Croustillant aux châtaignes et au chocolat

Pour 4 personnes

Confection de la tuile Ingrédients: 60 g de beurre en pommade, 60 g de sucre, 70 g de farine de châtaigne, 3 blancs d’œuf.

Préparation: Mélanger à la spatule. Laisser reposer et cuire sur papier sulfurisé pendant six minutes à 180 degrés, à plat.

Confection de la mousse au chocolat Ingrédients: 150 g de chocolat noir à 70%, 150 g de crème à 35%, 2,5 cl de crème fouettée, 10 cl de blanc d’œuf monté. Préparation: Faire une ganache en mélangeant le chocolat et la crème. Ajouter la crème fouettée et le blanc monté.

Confection de la mousse de marron Ingrédients: 250 g de crème de marron, 5 cl de rhum brun, 250 g de crème fouettée. Préparation: Mélanger la crème de marron avec le rhum et incorporer la crème fouettée.

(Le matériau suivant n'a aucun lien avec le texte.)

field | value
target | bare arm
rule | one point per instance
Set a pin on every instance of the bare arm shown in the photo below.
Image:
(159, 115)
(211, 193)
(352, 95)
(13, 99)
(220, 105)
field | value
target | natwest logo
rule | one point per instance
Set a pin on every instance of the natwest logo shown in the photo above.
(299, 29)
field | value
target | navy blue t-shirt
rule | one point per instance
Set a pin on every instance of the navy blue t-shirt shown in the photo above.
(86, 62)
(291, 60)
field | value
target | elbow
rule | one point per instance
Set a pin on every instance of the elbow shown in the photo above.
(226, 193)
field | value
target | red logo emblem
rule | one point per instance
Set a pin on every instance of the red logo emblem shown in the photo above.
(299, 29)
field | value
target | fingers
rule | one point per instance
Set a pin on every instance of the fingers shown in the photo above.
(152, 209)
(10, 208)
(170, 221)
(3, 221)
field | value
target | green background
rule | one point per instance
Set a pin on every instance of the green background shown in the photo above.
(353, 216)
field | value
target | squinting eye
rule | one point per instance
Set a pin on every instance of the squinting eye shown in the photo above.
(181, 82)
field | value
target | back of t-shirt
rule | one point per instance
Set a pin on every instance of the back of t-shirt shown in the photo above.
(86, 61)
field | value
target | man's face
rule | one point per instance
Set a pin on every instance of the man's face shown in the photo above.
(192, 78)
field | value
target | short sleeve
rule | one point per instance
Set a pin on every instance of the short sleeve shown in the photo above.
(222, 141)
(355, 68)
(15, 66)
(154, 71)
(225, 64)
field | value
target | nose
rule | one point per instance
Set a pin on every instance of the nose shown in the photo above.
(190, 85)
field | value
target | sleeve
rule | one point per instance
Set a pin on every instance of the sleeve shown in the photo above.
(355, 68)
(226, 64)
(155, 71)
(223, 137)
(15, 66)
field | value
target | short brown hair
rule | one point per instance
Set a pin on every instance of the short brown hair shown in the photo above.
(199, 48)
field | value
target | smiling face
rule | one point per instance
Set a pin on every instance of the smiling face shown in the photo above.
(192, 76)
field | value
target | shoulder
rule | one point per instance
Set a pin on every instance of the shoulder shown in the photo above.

Confection du sorbet mandarine Ingrédients: 5 dl de jus de mandarine, 1/2 jus de citron, 60 g de sucre. Préparation: Mélanger les jus de mandarine et de citron avec le sucre. Turbiner et laisser reposer au froid.

Finition de l'assiette Poser en haut d'une assiette une tuile. La recouvrir d'une couche de mousse au chocolat. Poser une seconde tuile. Faire de même avec la mousse de marron. Poser une troisième tuile pour terminer le millefeuille. Décorer à votre manière avec un petit jus réduit de mandarine et quelques copeaux de chocolat. Ajouter une quenelle de sorbet mandarine; parsemer l'ensemble de sucre glace.